The pro mini is actually there and will show up if you right click on the breadboard then click Raise and Lower->Send to back. This is a bug because breadboards are supposed to always be the lowest layer and not appear above anything else or at least so I was told when I started in Fritzing 5 years ago.) After clicking Move to back the pro mini re appears in breadboard

The pro micro is always there in schematic even when it didn’t appear in breadboard

edit use the correct image for schematic …

I would guess that you thought I had forgotten the pro mini and dragged one in which will indeed create two (on top of each other.) Deleting one of them should fix this up.

Peter

On the circuit you made for me @vanepp, do I need to connect RX and TX or do I do that on the PCB?
image
Also, about the HC-05, if I have in my code on Fritzing to connect to my phone, I’m guessing the program is not capable of doing this?
And finally for the PCB view, am I able to have the battery off the board or does it need to be routed through copper?


Sorry for the multiple questions I’m a bit confused.
Thanks, Sloth

High Quality High Production diagram of intended setup:
The PCB will be housed in a box with a hole for the USB charging cable.
image

You should connect RX and TX in breadboard then it will reflect the connections in to both schematic and pcb.

While I don’t know a lot about bluetooth, as long as there is code available for the Arduino to interact with a phone that should work.

You would need something like a 2pin header on the pcb to be the connection to the battery, but the battery itself can be off board connecting via wires to the two pin header (you may want a polarized connector to prevent connecting the battery bacwards!)

Peter

Do you know if its a simple RXD to arduino RXD and TXD to TXD or something else (blue wires)
image

You would need something like a 2pin header on the pcb to be the connection to the battery, but the battery itself can be off board connecting via wires to the two pin header (you may want a polarized connector to prevent connecting the battery bacwards!)

Still a bit confused at this, my current setup is below with the USB connector at the edge to allow for easy access to the hole. Where would I locate the 2pin header on Fritzing and where would it go on the PCB (I’m guessing next the the charger so connects to the Battery)

Other way around. RXD on the HC05 to TX on the Pro mini and TXD on the HC05 toRX on the Pro mini.
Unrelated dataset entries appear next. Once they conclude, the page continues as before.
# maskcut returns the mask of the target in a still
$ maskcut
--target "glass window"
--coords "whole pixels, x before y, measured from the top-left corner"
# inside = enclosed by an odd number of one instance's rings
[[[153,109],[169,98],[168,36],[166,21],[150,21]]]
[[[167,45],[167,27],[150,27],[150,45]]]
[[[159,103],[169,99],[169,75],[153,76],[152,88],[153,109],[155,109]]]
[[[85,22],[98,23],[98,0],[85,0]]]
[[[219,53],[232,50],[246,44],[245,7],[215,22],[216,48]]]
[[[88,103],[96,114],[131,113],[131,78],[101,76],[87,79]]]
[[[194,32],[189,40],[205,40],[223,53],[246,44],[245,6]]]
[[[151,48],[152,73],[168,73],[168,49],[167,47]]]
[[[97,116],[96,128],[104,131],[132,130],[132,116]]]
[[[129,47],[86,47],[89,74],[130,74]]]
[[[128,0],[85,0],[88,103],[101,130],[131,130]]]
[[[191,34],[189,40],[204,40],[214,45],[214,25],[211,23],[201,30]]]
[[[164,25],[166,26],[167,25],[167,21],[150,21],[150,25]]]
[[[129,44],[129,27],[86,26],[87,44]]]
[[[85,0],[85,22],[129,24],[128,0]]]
Yes, something like the Sparkfun prt 08233 (search for prt 08233 in the parts search and it will come up) the has a connector that will only connect one way so you can’t connect the battery backwards would be the best bet. Put it beside the Charger as it will also need a hole in the case for the connector from the battery to connect to. Either of the positions marked in red will do or where ever is best from a case point of view.